3. What are the three main forms of the equation of a tangent to the parabola y² = 4ax?
The equation of a tangent to the parabola y² = 4ax can be written in three key forms based on the given information:
Point Form: If the point of tangency is (x₁, y₁), the equation is yy₁ = 2a(x + x₁).
Parametric Form: For a point with parameter 't', i.e., (at², 2at), the equation is ty = x + at².
Slope Form: For a tangent with a given slope 'm', the equation is y = mx + a/m.
4. How does the condition of tangency change for other standard parabola orientations?
The condition of tangency for the line y = mx + c depends on the parabola's specific equation. The main variations are:
For the parabola y² = -4ax, the condition is c = -a/m.
For the parabola x² = 4ay, the condition is c = -am².
For the parabola x² = -4ay, the condition is c = am².
5. Why is the parametric form of a tangent so important in solving problems?

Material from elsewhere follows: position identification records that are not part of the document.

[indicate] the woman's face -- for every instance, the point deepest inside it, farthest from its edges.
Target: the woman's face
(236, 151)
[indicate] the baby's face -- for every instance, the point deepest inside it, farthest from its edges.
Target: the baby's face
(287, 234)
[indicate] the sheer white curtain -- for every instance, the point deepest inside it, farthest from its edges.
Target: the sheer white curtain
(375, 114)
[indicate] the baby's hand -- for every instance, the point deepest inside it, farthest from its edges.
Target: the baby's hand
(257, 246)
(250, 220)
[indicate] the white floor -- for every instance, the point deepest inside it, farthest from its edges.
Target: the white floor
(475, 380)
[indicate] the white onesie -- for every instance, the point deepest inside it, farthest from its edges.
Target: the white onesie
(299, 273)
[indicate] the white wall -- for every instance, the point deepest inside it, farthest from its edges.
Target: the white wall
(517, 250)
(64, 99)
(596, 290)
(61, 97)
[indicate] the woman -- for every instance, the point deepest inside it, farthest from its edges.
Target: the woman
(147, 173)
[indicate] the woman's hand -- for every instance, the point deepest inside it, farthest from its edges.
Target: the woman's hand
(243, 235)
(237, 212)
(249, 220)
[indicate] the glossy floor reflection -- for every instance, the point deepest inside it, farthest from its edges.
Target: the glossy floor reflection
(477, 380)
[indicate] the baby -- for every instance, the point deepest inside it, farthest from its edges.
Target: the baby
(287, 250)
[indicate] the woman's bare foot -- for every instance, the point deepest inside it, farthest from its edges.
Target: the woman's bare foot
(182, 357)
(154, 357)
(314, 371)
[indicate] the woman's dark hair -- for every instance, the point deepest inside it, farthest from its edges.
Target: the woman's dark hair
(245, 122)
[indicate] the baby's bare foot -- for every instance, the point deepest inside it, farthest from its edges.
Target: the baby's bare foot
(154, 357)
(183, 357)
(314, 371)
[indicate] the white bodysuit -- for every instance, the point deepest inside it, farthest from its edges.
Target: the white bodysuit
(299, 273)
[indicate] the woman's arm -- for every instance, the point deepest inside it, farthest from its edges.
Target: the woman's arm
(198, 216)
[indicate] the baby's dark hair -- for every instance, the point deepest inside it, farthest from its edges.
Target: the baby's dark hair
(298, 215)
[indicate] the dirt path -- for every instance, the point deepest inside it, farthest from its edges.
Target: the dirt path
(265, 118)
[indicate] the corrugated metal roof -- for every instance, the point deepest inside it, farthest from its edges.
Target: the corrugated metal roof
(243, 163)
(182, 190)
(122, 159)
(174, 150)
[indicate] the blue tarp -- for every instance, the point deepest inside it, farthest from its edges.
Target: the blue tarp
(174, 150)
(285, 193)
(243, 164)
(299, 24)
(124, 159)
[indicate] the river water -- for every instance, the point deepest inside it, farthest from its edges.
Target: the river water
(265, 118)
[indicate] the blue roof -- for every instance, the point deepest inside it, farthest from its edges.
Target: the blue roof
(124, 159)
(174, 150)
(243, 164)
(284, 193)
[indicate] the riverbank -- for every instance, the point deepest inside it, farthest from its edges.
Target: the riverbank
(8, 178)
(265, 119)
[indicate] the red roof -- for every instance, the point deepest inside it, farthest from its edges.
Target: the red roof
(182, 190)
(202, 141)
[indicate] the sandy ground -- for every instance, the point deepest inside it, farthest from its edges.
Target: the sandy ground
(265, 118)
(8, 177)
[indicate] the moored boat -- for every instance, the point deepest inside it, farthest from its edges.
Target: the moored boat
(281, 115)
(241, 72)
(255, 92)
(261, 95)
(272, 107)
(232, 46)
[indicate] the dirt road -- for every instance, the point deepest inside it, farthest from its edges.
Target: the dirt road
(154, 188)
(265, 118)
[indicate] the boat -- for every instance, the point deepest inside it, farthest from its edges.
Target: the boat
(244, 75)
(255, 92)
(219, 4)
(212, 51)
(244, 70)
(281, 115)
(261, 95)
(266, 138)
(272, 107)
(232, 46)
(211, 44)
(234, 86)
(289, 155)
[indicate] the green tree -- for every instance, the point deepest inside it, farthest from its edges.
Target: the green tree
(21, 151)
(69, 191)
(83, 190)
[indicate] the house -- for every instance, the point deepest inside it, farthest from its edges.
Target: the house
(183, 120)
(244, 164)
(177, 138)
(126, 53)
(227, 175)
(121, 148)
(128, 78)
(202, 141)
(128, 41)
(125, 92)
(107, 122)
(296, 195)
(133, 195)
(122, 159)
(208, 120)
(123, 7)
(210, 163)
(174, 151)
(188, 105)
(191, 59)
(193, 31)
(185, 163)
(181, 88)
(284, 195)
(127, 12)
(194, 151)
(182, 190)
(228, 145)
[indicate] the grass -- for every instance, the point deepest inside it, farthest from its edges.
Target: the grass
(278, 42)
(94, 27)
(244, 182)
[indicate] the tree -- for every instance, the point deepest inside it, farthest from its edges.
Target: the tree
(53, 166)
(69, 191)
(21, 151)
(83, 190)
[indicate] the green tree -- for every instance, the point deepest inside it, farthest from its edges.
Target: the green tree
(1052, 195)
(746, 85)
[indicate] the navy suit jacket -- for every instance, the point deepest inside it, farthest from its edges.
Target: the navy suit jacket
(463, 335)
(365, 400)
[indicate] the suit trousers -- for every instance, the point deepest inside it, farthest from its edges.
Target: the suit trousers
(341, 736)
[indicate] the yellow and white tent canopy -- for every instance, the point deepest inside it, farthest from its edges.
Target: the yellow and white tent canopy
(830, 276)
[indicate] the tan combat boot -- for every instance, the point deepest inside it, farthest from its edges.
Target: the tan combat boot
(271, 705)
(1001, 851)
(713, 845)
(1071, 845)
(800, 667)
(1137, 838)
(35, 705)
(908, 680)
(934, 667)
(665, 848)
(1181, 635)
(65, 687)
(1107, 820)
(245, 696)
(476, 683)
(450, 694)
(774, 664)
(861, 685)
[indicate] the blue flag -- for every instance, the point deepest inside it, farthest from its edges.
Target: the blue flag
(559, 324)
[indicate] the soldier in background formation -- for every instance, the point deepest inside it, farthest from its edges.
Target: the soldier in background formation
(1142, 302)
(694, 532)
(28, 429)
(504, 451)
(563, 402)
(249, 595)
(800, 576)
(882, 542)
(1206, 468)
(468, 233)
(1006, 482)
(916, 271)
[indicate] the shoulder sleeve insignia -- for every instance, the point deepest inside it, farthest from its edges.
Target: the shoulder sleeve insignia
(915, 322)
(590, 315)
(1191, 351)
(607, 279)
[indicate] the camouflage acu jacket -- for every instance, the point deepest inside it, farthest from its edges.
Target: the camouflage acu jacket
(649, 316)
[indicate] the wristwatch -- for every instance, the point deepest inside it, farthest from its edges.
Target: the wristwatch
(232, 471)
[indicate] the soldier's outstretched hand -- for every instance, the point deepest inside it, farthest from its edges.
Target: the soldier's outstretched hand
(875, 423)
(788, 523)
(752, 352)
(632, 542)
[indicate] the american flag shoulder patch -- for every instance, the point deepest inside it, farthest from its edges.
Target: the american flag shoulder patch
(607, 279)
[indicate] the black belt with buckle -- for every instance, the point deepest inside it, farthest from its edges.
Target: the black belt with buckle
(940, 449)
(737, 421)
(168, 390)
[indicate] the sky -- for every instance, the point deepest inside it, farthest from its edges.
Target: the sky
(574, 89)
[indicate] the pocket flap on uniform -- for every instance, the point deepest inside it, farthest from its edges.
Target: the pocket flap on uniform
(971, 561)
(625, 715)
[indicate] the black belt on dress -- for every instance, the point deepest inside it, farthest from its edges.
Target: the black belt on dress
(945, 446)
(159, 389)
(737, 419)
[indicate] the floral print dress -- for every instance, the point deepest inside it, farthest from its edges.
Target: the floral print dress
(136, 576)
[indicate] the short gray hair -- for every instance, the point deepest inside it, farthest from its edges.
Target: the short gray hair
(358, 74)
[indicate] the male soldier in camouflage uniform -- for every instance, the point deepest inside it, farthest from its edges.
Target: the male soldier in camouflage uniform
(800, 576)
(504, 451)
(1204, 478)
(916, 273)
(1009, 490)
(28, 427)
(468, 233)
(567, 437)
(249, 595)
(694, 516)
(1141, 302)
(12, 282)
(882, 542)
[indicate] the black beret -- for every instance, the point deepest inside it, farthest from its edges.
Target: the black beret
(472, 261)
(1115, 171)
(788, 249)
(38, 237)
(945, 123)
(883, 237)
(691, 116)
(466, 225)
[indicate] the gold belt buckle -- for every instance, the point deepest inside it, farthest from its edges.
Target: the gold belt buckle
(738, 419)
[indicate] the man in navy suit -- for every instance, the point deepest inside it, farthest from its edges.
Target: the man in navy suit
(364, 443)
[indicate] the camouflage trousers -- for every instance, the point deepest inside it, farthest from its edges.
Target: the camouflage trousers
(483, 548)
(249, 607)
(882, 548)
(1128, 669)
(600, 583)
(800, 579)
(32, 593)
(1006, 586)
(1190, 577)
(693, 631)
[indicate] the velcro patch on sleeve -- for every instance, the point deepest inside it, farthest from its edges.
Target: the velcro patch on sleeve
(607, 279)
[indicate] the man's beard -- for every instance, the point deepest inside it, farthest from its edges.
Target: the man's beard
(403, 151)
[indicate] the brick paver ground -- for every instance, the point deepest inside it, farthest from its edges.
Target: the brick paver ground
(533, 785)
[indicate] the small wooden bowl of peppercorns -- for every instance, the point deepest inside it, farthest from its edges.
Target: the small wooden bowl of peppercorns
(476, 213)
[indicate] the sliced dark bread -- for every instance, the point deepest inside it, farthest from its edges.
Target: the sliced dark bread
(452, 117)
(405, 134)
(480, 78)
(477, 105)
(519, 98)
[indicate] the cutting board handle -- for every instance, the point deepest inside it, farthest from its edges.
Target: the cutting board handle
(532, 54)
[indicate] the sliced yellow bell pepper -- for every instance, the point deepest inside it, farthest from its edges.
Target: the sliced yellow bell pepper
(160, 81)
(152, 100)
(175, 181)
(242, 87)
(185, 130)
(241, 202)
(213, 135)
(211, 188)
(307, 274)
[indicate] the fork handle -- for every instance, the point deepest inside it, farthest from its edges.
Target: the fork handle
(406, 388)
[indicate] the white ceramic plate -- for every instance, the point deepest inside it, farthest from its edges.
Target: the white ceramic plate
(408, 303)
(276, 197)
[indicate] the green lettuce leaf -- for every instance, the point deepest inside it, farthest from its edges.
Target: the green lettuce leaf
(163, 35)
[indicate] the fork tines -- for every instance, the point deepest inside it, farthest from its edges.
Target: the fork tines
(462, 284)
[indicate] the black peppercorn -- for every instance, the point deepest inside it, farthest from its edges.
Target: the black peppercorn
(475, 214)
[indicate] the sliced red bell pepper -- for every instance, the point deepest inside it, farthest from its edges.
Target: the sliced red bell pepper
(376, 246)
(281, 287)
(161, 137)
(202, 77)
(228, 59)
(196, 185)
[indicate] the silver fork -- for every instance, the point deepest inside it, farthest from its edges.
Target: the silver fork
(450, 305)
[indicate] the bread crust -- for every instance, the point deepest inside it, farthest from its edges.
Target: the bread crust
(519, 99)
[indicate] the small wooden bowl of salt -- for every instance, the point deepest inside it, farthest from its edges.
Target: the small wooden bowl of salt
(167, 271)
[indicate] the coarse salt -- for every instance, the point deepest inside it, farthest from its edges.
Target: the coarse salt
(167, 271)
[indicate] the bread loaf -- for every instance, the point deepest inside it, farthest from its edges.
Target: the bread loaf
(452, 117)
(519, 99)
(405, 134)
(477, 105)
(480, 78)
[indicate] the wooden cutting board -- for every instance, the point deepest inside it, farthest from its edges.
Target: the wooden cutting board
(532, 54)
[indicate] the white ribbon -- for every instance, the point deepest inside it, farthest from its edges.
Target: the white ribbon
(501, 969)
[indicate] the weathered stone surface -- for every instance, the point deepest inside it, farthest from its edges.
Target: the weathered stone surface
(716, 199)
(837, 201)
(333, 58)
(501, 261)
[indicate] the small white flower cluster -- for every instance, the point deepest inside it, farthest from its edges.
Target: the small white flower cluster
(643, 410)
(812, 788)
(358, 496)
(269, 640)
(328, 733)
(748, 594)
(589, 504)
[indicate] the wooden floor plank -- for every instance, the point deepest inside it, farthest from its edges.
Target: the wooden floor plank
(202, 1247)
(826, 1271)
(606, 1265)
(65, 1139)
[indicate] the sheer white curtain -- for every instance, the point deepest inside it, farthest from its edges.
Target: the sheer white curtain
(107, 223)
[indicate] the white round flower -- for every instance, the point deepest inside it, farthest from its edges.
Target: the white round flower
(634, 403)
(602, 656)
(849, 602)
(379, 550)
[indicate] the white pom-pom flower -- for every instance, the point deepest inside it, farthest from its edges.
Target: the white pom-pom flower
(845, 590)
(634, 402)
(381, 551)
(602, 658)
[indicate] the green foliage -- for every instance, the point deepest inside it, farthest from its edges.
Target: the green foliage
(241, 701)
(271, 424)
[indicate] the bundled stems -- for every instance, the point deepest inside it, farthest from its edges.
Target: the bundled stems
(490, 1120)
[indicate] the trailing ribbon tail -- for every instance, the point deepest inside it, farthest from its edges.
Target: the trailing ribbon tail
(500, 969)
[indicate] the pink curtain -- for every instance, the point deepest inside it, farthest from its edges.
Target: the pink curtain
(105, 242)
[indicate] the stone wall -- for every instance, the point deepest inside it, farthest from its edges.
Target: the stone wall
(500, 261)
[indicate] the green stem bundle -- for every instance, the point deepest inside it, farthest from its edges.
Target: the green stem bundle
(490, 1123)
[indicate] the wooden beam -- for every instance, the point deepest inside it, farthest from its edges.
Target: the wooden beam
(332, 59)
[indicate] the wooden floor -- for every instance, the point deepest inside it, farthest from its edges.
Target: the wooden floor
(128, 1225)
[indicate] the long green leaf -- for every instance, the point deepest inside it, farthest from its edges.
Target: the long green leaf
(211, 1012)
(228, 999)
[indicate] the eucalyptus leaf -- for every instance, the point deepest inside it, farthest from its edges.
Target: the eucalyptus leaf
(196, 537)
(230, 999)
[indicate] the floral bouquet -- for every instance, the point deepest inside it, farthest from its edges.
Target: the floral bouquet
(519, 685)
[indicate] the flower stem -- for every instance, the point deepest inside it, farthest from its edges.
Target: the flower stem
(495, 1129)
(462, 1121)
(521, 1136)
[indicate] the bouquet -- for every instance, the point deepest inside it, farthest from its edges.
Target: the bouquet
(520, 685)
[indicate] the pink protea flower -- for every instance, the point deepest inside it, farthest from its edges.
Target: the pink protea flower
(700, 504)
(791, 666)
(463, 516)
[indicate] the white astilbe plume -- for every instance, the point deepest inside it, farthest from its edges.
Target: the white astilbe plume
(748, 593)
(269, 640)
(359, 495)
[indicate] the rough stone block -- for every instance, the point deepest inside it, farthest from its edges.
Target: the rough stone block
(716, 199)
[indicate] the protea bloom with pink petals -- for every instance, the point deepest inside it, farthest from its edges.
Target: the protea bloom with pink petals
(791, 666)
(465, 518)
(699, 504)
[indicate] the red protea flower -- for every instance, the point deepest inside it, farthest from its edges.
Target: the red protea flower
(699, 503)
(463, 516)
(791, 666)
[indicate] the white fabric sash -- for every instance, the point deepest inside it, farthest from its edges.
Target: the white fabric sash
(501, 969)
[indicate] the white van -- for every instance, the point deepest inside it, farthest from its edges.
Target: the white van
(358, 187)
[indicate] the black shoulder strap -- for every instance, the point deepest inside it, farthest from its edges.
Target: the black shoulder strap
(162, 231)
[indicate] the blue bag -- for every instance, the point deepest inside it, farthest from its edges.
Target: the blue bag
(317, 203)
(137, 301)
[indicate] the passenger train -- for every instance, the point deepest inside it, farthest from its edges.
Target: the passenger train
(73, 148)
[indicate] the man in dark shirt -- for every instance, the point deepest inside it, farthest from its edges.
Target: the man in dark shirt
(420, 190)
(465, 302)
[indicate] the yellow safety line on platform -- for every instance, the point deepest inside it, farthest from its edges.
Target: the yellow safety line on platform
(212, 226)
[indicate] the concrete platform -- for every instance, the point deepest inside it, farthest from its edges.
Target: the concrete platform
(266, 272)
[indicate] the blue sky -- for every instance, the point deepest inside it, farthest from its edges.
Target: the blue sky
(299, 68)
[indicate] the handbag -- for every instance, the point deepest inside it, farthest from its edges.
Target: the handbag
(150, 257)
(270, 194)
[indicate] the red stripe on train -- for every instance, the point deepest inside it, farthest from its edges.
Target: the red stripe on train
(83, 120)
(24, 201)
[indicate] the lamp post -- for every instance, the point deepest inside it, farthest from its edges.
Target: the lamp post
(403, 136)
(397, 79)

The parametric form, ty = x + at², is highly significant because it expresses both the coordinates of any point on the parabola and the equation of the tangent at that point using a single variable 't'. This simplifies complex problems, such as finding the locus of the intersection of tangents or normals, by reducing the number of variables (x, y) to one, making algebraic manipulation much more manageable.
6. What is the equation of the tangent to a standard parabola at its vertex?
The tangent at the vertex of a parabola is always the axis that is perpendicular to the parabola's own axis of symmetry. For the standard parabola y² = 4ax, the vertex is at the origin (0, 0) and the axis of symmetry is the X-axis. Therefore, the tangent at the vertex is the Y-axis, and its equation is x = 0.
7. Can a straight line be tangent to a parabola at two distinct points?
No, a straight line cannot be tangent to a parabola at two distinct points. By definition, a tangent touches the curve at a single point without crossing it at that point. A line that intersects a parabola at two distinct points is called a secant, not a tangent. The condition for tangency itself is derived from the requirement that the line and parabola have only one point of intersection.